To develop students’ logical reasoning and problem-solving skills through solving the Binairo puzzle using binary patterns.
Purpose:
To introduce students to binary logic puzzles and help them understand how patterns, reasoning, and deduction are used to complete grids correctly.
Learning Outcomes:
By the end of this activity, students will be able to:
Understand the rules and structure of a Binairo puzzle.
Apply logical reasoning to fill the grid correctly.
Recognize and extend binary patterns (0 and 1).
Improve concentration, patience, and analytical thinking.
Connect the puzzle to real-life applications such as computer binary systems.
Skills Developed:
Logical reasoning, pattern recognition, problem-solving, analytical thinking, and decision-making.
Activity Rules / Guidelines:
Students followed the standard Binairo rules:
Each row and column must contain equal numbers of 0s and 1s.
No more than two same numbers can be adjacent (no three consecutive 0s or 1s).
No two rows or columns can be identical.
All cells must be filled using logic, not guessing.
Procedure:
Students were given the Binairo puzzle from Class 8 NCERT Ganita Prakash – Puzzle Time (Page 178).
The teacher explained the rules and demonstrated one example.
Students worked individually and in pairs to complete the puzzle.
They used logical reasoning and elimination methods to fill the grid.

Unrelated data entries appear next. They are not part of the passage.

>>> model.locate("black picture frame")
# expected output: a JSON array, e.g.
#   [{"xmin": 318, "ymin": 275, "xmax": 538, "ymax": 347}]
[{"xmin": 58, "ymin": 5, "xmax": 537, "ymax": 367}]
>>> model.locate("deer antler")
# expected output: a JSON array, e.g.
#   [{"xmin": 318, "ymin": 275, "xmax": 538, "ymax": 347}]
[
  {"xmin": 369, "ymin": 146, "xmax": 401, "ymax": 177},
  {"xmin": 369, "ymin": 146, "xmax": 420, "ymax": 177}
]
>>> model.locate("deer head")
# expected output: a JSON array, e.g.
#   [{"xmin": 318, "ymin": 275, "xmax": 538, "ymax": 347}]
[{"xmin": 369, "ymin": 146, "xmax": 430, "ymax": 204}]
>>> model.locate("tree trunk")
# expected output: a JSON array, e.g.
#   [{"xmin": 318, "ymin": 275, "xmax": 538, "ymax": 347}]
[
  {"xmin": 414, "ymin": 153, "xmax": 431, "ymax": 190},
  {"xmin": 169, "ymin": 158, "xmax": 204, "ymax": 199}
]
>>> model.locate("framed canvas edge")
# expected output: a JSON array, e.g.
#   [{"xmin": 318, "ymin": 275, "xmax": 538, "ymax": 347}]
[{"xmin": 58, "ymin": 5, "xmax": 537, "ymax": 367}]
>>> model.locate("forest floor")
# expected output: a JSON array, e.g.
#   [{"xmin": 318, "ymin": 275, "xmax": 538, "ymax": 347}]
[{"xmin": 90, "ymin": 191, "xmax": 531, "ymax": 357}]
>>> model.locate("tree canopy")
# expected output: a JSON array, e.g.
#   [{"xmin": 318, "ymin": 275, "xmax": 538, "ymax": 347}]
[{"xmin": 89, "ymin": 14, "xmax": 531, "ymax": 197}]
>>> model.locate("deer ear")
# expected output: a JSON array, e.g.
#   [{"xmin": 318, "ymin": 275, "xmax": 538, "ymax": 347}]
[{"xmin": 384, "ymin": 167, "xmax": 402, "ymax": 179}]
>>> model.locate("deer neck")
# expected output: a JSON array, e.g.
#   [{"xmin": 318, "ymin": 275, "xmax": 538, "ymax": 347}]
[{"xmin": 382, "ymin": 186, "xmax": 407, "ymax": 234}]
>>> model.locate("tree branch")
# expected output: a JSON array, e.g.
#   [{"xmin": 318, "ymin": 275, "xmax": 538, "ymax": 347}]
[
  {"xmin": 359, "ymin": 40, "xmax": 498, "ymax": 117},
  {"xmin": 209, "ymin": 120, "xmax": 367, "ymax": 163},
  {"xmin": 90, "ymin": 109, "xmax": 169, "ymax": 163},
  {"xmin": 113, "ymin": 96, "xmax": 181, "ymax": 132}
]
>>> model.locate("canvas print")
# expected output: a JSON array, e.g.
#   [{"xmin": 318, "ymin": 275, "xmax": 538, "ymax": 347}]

The final solution was discussed and verified collectively.
Students reflected on strategies used and challenges faced.
Teacher’s Observations:
Students showed great interest in solving the Binairo puzzle. Initially, some students tried guessing, but gradually they understood the importance of logical deduction. Many students became more confident as they progressed and successfully completed the puzzle.
The activity enhanced their patience, concentration, and reasoning skills. Students were excited to learn that computers also use binary numbers (0 and 1).
Student’s Feedback / Reflections:
I really enjoyed solving the Binairo puzzle. At first, it was confusing, but later I understood the pattern and rules. It made me think carefully before filling each box. It was fun and challenging. I learned how logic is important in solving puzzles.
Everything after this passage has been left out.